UNLIKE ITS LARGER ALTER EGO, Little Sukuti Island was all mangrove swamp and jungle, save a lone jagged peak that, on the vertical, was no more than five hundred feet above the ocean’s surface, but, as Sam and Remi had learned many times, a five-hundred-foot ascent on rough winding trails could turn into a three- or four-hour hike.
By ten A.M., already sweating profusely and covered in bug bites and mud, they emerged from the swamp and pushed their way into the jungle. With Sam in the lead, they pushed north until they came across what they were looking for: a stream. Water meant animals and animals meant game trails. It took them only a few minutes to find one heading northwest toward the island’s summit. Shortly before one in the afternoon, they broke free of the jungle and found themselves at the foot of the escarpment.

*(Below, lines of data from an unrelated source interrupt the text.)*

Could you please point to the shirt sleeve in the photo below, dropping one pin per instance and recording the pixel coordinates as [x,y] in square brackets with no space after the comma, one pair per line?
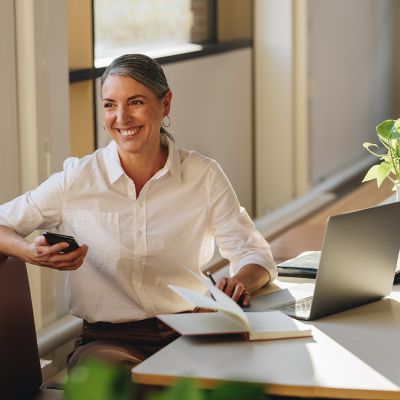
[40,208]
[234,231]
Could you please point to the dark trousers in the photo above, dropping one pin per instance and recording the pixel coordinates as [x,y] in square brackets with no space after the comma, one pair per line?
[126,344]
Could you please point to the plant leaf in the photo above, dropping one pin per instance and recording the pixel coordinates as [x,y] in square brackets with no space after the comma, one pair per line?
[238,391]
[184,389]
[383,171]
[371,174]
[384,128]
[93,379]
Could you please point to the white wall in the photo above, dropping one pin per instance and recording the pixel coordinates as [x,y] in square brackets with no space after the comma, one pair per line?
[351,70]
[212,113]
[319,98]
[9,158]
[274,108]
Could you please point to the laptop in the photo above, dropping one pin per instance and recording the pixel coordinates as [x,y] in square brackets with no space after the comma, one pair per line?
[357,265]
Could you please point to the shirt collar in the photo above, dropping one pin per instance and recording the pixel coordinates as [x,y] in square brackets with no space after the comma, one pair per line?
[115,170]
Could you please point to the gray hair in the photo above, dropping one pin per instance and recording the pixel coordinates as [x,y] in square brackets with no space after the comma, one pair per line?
[144,70]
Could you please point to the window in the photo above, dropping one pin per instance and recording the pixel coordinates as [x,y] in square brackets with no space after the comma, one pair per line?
[157,28]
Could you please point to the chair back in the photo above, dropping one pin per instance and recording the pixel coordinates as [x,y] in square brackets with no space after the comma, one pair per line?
[20,372]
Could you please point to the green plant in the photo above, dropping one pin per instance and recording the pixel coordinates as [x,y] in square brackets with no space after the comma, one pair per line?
[388,133]
[95,380]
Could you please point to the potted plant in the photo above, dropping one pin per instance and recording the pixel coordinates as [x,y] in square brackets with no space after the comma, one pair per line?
[388,167]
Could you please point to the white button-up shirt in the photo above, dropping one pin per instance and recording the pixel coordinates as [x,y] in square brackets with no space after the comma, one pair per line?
[137,246]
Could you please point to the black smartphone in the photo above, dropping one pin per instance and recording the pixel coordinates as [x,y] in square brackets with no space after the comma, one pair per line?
[53,238]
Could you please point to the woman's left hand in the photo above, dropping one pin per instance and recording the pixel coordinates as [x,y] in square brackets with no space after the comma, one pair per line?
[234,289]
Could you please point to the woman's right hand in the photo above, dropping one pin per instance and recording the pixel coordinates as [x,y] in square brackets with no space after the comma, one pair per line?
[42,254]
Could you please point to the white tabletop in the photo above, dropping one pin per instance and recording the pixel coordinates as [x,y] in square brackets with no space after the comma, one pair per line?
[352,354]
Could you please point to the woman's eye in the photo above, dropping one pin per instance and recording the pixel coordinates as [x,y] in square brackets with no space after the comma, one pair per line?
[136,103]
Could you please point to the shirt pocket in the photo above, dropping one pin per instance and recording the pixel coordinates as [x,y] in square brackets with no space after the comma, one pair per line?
[100,231]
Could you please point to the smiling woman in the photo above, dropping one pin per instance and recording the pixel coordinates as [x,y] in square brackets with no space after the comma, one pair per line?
[146,214]
[134,107]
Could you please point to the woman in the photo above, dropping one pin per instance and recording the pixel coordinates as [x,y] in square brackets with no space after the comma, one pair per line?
[145,213]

“That’s a relief,” Remi said, staring upward.
The rock face was manageable, fifty feet tall, no steeper than fifty degrees, and with plenty of crags and cracks they could use for foot-and handholds. After a short water break, they headed upward and were soon nestled in a little rock alcove beneath the peak. They each pulled a pair of binoculars from their packs, rose up, and looked around.

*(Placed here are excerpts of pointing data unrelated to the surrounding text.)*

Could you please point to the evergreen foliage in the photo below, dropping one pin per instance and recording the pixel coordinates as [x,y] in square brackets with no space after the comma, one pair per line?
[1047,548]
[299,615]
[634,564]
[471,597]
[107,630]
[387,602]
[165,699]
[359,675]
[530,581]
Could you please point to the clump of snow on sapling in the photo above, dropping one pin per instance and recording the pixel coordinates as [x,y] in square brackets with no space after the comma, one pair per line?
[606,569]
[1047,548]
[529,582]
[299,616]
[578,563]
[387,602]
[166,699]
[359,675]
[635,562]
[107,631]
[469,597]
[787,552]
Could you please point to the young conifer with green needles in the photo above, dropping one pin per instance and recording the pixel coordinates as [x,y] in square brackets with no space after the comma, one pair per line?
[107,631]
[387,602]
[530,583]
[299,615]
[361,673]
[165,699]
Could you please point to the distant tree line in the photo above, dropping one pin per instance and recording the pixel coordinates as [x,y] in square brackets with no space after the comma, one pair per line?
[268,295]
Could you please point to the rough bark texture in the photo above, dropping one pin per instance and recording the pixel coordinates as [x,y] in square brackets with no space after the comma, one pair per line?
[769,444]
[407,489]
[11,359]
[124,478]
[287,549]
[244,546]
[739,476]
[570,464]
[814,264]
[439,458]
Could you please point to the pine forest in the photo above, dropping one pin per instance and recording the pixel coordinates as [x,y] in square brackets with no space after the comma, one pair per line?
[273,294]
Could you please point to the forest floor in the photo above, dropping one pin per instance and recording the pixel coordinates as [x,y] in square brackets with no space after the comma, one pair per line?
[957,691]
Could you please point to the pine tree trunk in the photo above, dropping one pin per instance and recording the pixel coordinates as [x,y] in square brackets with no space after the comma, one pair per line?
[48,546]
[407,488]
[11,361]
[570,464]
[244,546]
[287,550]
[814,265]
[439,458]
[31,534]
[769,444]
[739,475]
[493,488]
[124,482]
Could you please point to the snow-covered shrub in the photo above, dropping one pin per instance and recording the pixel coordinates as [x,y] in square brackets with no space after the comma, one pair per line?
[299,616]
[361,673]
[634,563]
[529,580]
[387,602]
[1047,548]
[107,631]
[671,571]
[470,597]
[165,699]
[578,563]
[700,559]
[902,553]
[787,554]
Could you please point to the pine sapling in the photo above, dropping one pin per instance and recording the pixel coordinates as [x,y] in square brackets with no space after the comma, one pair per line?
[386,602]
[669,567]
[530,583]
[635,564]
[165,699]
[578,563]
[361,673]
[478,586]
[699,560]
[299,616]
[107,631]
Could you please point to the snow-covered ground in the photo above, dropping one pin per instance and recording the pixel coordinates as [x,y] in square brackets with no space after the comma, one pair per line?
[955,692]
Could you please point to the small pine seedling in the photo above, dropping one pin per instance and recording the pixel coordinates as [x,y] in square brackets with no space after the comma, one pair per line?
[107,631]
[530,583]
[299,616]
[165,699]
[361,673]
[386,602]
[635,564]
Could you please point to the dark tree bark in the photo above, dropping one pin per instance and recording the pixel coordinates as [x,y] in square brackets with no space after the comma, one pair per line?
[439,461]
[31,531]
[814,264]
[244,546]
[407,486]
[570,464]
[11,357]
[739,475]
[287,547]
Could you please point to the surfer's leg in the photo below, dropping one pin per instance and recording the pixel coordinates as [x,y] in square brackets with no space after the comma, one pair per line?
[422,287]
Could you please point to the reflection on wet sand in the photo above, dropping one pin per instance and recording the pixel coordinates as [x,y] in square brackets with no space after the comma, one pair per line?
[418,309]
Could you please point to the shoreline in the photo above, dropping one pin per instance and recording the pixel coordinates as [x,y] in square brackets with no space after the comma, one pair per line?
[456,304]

“Thar she blows,” Sam muttered.
A mile away and a hundred feet below them was Okafor’s home. Painted a butter yellow with stark white trim, it sat in a near-perfect circular clearing of reddish brown dirt. At this distance they could make out details they’d missed from the air. As Sam had predicted, a trio of men in green coveralls were working along the eastern side of the grounds, two hacking at the encroaching foliage with machetes, the third mowing a strip of lawn. The villa itself was massive, easily fifteen thousand square feet, with wraparound balconies on each floor. At the rear of the property was what looked like a radio antenna/ satellite TV tower.